This is neat, but what I really want to see is someone running it on 8x 3090/409...

gatienboquet · 2025-02-01T20:10:07 1738440607

According to NVIDIA. > a single server with eight H200 GPUs connected using NVLink and NVLink Switch can run the full, 671-billion-parameter DeepSeek-R1 model at up to 3,872 tokens per second.

You can rent a single H200 for 3$/hour.

MaxikCZ · 2025-02-01T20:02:57 1738440177

I have been searching for a single example of someone running it like this (or 8x P40 and alike), and found nothing..

deoxykev · 2025-02-01T16:16:19 1738426579

8x 3090 will net you around 10-12tok/s

bick_nyers · 2025-02-01T18:50:56 1738435856

It would not be that slow as it is an MoE model with 37b activated parameters.

Still, 8x3090 gives you ~2.25 bits per weight, which is not a healthy quantization. Doing bifurcation to get up to 16x3090 would be necessary for lightning fast inference with 4bit quants.

At that point though it becomes very hard to build a system due to PCIE lanes, signal integrity, the volume of space you require, the heat generated, and the power requirements.
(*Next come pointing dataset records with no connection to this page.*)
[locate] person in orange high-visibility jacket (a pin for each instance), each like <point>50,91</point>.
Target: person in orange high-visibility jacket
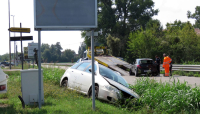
<point>166,64</point>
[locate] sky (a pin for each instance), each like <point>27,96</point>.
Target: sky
<point>22,12</point>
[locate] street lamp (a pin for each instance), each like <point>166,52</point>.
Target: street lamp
<point>9,31</point>
<point>14,36</point>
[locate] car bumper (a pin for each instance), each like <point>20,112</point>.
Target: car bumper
<point>4,82</point>
<point>106,95</point>
<point>145,71</point>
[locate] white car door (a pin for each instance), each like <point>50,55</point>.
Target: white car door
<point>85,79</point>
<point>3,82</point>
<point>80,79</point>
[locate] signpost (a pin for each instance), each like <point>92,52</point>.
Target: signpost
<point>64,15</point>
<point>21,30</point>
<point>31,47</point>
<point>14,29</point>
<point>18,38</point>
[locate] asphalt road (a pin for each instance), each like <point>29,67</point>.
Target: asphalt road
<point>192,81</point>
<point>131,79</point>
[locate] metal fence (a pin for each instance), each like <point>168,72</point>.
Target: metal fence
<point>195,68</point>
<point>175,67</point>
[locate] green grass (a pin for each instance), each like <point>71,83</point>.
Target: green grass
<point>25,66</point>
<point>174,97</point>
<point>156,97</point>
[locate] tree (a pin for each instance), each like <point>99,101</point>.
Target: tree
<point>46,55</point>
<point>143,44</point>
<point>196,16</point>
<point>114,44</point>
<point>121,17</point>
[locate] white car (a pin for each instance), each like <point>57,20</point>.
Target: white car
<point>2,65</point>
<point>3,81</point>
<point>109,85</point>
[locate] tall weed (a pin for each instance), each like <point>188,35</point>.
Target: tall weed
<point>171,97</point>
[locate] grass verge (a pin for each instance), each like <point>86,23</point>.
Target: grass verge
<point>156,97</point>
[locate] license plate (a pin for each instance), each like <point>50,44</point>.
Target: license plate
<point>147,70</point>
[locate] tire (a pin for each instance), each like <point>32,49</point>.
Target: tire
<point>136,73</point>
<point>64,83</point>
<point>96,92</point>
<point>130,72</point>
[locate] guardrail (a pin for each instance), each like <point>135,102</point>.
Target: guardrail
<point>195,68</point>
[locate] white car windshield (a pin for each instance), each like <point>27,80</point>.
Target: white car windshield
<point>108,73</point>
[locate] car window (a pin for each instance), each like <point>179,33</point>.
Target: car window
<point>95,68</point>
<point>83,66</point>
<point>75,65</point>
<point>146,62</point>
<point>108,73</point>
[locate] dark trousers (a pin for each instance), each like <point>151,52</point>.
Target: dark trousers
<point>158,68</point>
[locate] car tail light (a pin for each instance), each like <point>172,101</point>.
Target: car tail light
<point>2,87</point>
<point>139,66</point>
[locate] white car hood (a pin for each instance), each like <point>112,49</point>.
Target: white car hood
<point>122,88</point>
<point>2,76</point>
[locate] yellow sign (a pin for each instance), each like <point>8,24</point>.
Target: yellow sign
<point>14,29</point>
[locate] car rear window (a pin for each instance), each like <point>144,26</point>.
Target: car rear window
<point>83,66</point>
<point>146,62</point>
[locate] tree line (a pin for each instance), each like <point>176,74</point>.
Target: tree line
<point>51,54</point>
<point>128,29</point>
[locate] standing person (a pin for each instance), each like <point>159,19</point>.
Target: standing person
<point>166,64</point>
<point>170,67</point>
<point>158,61</point>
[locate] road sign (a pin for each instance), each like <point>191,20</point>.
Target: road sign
<point>26,52</point>
<point>65,14</point>
<point>31,47</point>
<point>14,29</point>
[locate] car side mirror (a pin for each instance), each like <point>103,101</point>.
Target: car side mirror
<point>91,71</point>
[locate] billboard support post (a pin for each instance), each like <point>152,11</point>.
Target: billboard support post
<point>21,47</point>
<point>39,66</point>
<point>93,78</point>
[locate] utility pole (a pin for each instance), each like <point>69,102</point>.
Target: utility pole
<point>14,41</point>
<point>9,32</point>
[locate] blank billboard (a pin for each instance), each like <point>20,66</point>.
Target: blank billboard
<point>65,14</point>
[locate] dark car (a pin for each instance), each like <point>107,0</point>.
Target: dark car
<point>144,66</point>
<point>5,63</point>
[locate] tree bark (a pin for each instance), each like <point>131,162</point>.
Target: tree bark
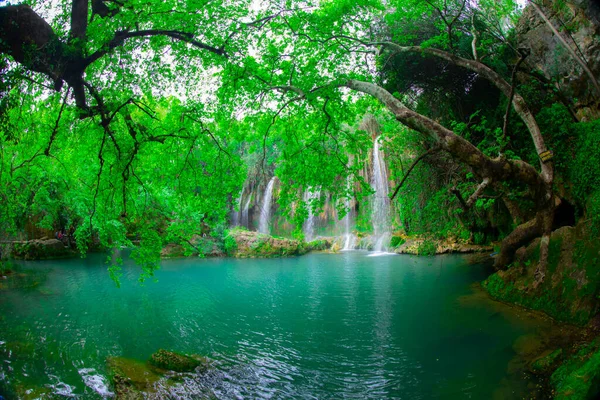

This is the advantage of moving up to Quadro cards, half the power for 2-4x the VRAM (top end Blackwell Quadro expected to be 96GB).

deoxykev · 2025-02-03T17:45:13 1738604713

Yeah, there is a clear bottleneck somewhere in llama.cpp. Even high end hardware is struggling to get good numbers. The theoretical limit should be higher, but it's not yet.

Benchmarks: https://github.com/ggerganov/llama.cpp/issues/11474#issuecom...

rdlw · 2025-02-05T00:12:36 1738714356

Is it possible that eight graphics cards is the most practical configuration? How do you even set that up? I guess server mobos have crazy numbers of PCIe slots?